The technical aspect of planning for multiple platforms is only one part of the puzzle. Monetisation is another – and this, too, can be significantly different across platforms. The way your premium PC and console game makes money will be different to the way the same game makes money in a free-to-play environment on mobile.
“If you don't think about that early, it does definitely make it harder to do it later,” Brown cautions. “If you want a free-to-play version that sits next to a pay-gated version, you've really got to think through the value proposition across the two and what the gameplay is. You want one to complement the other, you don't want one to detract from the other.”
Brown asserts that game development service companies are more important now than ever – and it’s easy to see why. Once upon a time, a game would launch and that would be that. The emergence of downloadable content prolonged the life of a video game, but most games had a clearly-defined shelf-life. Now, the games-as-a-service model powers the world’s biggest titles. Fortnite, the world’s most popular battle royale, is coming up on its fourth year of life. Content never sleeps – and neither do developers, it seems. According to Horton, outsource partnerships can help avoid the dreaded crunch. If there’s one leading reason to consider drafting in help, it’s right there.
Game development services can help studios who are making games in this difficult new world create exciting new experiences for players all year round – to help “feed the beast”.

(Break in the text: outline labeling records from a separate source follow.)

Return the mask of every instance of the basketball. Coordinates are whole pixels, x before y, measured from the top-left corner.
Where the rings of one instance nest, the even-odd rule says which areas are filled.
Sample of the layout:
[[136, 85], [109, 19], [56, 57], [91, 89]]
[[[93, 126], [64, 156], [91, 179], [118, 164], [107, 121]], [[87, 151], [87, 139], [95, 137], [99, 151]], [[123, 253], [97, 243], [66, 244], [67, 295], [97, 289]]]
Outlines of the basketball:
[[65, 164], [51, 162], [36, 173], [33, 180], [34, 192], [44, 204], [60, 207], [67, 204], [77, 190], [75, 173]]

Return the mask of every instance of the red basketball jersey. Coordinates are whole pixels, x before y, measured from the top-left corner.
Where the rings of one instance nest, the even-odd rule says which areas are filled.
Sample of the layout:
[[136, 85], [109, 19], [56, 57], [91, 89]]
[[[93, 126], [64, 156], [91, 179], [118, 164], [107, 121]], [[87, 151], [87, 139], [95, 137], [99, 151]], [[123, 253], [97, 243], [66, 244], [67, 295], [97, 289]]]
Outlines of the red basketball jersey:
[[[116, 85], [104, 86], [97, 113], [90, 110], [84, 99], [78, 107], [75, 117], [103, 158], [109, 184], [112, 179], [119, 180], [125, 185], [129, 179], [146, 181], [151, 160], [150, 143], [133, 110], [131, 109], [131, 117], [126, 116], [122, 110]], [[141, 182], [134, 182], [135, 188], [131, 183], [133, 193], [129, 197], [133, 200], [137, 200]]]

“What I love about the games industry is nothing ever stands still,” Brown laughs. “One minute you're making a console game on an annualised release schedule, and now you've got a metaverse experience that's always-on and needs to be fed with new content and new experiences, and that's a constant process.”

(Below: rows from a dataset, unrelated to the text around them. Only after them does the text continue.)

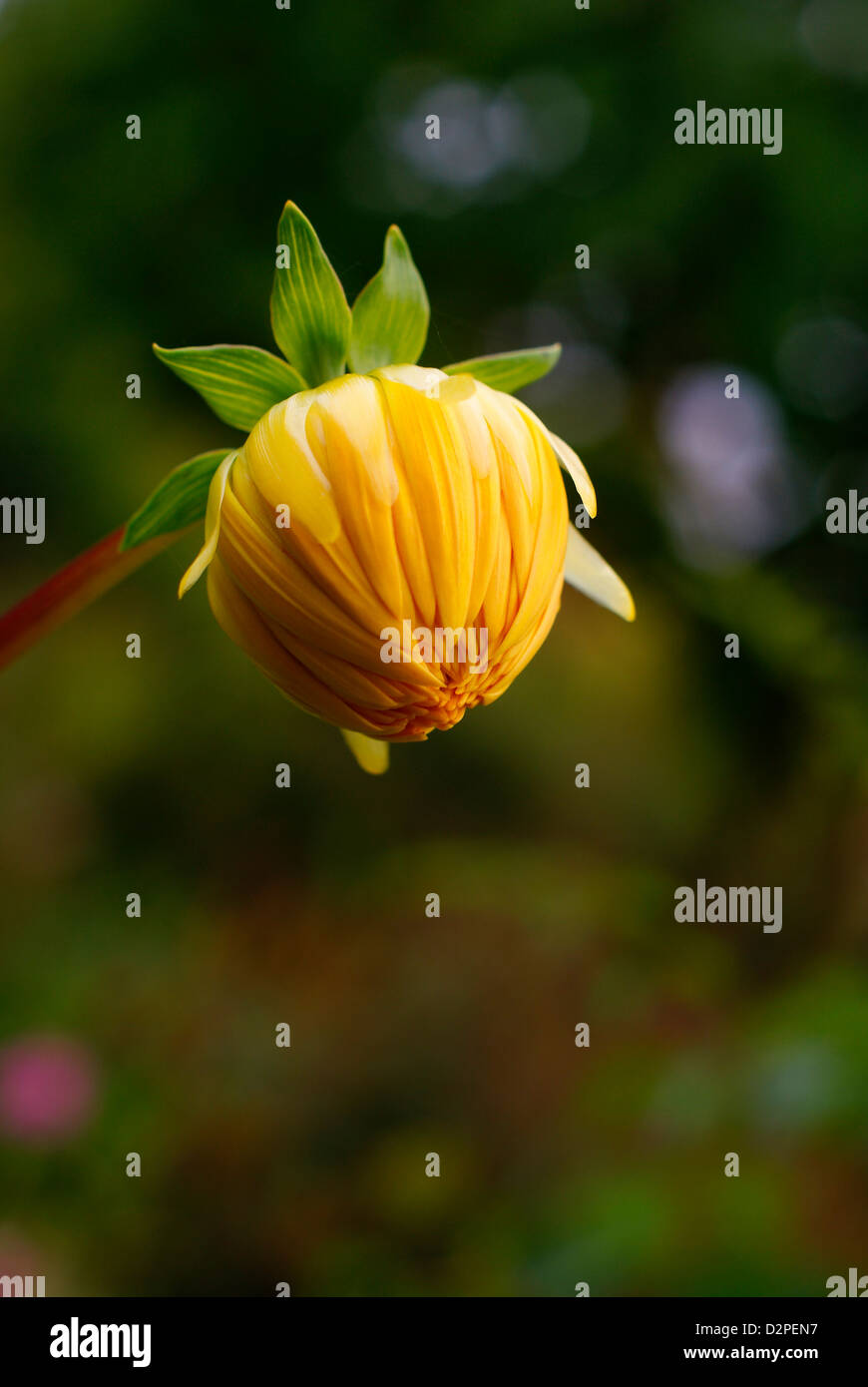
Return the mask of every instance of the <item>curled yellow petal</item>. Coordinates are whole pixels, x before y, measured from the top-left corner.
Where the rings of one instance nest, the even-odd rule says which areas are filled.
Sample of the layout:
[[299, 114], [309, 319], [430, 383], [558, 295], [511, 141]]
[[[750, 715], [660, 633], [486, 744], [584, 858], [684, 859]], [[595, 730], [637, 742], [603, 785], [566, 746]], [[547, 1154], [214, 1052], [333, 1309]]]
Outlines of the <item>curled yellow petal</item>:
[[632, 621], [636, 614], [630, 588], [592, 544], [570, 526], [567, 531], [566, 581], [585, 596], [609, 608], [616, 616]]
[[226, 458], [223, 458], [223, 462], [211, 479], [211, 485], [208, 488], [208, 509], [205, 510], [205, 542], [177, 585], [179, 598], [183, 598], [184, 594], [189, 592], [196, 583], [198, 583], [216, 553], [218, 540], [220, 537], [220, 510], [223, 508], [223, 497], [226, 495], [226, 481], [229, 479], [229, 469], [237, 456], [237, 452], [230, 452]]
[[541, 424], [539, 427], [544, 430], [546, 438], [552, 444], [552, 448], [555, 449], [555, 456], [557, 458], [560, 466], [564, 469], [564, 472], [568, 472], [570, 476], [573, 477], [573, 484], [575, 485], [575, 490], [578, 491], [582, 499], [582, 505], [588, 512], [588, 515], [591, 516], [591, 519], [593, 519], [593, 516], [596, 515], [596, 491], [593, 490], [593, 483], [591, 481], [591, 477], [585, 470], [584, 462], [581, 460], [575, 449], [570, 448], [568, 442], [564, 442], [563, 438], [559, 438], [557, 434], [553, 434], [550, 429], [545, 427], [545, 424]]
[[376, 736], [365, 736], [363, 732], [348, 732], [341, 728], [341, 736], [355, 756], [363, 771], [369, 775], [381, 775], [388, 770], [388, 742], [380, 742]]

“It's getting harder and harder to be a developer, or an IP holder, and do all of that stuff and know what the best practise is, especially as it keeps changing.”
“This is the direction of travel of the video games industry. This annualised franchise release model was challenging enough anyway – any time the power of the consoles increased, you would put more and more money and effort into improving the experience. That by itself remains a big challenge, and that's why the cost of development goes up every year.”

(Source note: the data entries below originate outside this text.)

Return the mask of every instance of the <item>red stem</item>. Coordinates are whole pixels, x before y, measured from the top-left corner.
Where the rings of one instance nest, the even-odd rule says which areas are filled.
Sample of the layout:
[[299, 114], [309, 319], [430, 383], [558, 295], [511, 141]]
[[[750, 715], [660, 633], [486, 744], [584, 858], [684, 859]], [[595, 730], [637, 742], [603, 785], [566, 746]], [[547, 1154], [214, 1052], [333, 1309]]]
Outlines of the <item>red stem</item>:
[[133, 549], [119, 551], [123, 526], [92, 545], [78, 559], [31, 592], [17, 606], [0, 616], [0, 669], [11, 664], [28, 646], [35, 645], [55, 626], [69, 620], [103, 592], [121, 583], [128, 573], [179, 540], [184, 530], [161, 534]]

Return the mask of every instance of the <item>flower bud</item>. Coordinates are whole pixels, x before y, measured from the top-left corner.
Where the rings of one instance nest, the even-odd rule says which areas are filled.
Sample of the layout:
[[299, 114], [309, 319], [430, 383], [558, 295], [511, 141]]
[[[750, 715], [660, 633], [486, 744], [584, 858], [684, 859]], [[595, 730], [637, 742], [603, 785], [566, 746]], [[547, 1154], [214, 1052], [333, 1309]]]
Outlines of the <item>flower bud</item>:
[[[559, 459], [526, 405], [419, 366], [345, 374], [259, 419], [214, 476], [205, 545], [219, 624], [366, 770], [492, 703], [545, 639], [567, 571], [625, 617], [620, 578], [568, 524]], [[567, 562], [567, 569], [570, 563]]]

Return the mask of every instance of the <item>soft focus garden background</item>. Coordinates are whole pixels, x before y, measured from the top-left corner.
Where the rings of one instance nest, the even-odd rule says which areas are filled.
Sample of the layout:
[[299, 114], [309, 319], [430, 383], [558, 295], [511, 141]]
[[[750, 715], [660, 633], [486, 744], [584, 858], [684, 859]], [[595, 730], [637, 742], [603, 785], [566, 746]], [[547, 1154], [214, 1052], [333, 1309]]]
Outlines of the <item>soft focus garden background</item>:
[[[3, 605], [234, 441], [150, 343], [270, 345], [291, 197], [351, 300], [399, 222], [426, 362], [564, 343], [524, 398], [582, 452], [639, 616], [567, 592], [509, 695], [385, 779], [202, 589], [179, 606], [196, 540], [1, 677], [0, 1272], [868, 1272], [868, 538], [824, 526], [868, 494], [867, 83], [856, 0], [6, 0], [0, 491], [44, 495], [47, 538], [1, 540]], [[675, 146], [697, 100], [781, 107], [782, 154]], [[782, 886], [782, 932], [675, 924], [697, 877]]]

“Then you extend that into this continual refresh that's required to drive always-on engagement in a metaverse or in a games-as-a-service model, and it's tough. It's really, really hard to do.”
“So the more you see that moving forward becoming the predominant model, the harder it gets for the IP owner to feed it properly and keep control of the budget and the flow of content and the engagement. The services industry is more and more becoming that extension to make sure you can do all of that stuff.”
Wilson says the external development scene has matured over the past ten years, evolving from a ragtag bunch of freelancers into a sophisticated and essential part of the development process. Apart from the odd boutique studio, such as Hades creator Supergiant Games, developers of bigger titles need outsourced help. Just look at the credits for any recent triple-A game – there’s usually a long list of companies which have helped make the dream a virtual reality.
“The real skill of a good publisher or developer is actually being able to bring all those strands together and assemble that dream team, like the Avengers, of the best around the world,” Wilson says. “And when it goes right, you get an absolutely fantastic experience, and you don't know it's coming from multiple parties.”